Yesterday, fire officials praised the department's progress and Shiloh's contributions to the Emergency Medical Services division. Shiloh is one of three EMS battalion chiefs, the fifth-highest level of command in the department.
Fire Chief William J. Goodwin Jr. called Shiloh a "shining example of performance in our department." Goodwin and Mayor Sheila Dixon made the announcement yesterday morning at City Hall.
A 20-year veteran of the department, Shiloh is responsible for supervising the operational aspects of the EMS division, overseeing 22 full-time units and four part-time units. Shiloh, 43, will also coordinate activities for the department's Paramedic Bike Team and will serve on the Accident Review Board.
The position's high-level duties have been expanded. Previously, there were no battalion chiefs for emergency medical services. Goodwin said the EMS division has grown, necessitating the restructuring.
Fire officials said EMS handles about 80 percent of the calls to the department.
"It's so much of the Fire Department now. You don't see as many fires as you do medical calls," Shiloh said. "That kind of gave me the avenue to go higher."

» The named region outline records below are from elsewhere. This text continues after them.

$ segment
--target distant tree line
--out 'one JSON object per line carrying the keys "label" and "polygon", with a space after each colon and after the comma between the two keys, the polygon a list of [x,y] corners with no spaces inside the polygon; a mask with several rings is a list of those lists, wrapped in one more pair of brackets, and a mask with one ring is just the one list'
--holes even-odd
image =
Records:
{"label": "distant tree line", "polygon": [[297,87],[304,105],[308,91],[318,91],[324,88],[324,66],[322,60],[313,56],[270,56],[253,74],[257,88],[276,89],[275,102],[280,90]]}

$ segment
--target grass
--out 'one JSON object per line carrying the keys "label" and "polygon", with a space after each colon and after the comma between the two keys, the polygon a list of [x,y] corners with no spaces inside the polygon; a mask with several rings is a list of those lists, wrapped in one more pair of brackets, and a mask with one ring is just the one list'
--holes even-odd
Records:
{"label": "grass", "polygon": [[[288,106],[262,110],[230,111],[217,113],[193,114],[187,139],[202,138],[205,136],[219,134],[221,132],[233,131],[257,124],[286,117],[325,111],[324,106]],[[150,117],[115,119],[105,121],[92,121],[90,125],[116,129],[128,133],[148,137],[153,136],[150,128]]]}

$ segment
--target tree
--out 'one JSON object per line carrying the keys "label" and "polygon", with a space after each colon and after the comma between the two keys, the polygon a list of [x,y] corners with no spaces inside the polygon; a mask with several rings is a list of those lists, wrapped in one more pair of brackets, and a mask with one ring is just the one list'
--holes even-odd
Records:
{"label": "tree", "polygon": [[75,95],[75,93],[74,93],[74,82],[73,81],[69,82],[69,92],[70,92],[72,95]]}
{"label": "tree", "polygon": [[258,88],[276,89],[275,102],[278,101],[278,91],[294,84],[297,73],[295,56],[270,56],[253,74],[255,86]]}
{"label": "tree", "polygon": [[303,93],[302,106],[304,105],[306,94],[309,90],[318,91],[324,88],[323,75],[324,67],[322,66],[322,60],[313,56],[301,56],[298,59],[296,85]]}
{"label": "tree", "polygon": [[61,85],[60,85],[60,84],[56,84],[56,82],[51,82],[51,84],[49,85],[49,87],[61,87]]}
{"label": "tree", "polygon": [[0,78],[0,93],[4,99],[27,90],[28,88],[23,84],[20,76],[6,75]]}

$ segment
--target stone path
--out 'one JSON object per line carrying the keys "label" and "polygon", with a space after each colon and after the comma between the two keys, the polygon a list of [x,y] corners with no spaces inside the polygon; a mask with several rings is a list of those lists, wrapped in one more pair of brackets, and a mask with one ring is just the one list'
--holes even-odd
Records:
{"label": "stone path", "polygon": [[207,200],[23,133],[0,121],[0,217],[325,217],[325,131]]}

Shiloh, a Baltimore native who attended the Institute of Notre Dame, lives in Harford County with her husband and two children.
In 2005, she was given the Frank T. Barranco Award, which recognizes leadership and performance in the EMS unit.
Shiloh entered the department as a paramedic in 1987 and was promoted 12 years later to EMS lieutenant. She advanced to district captain in 2003.
"It was a lot of proving myself, and I think I earned the respect of a lot of the men because I haven't really asked for a lot of help from them," she said.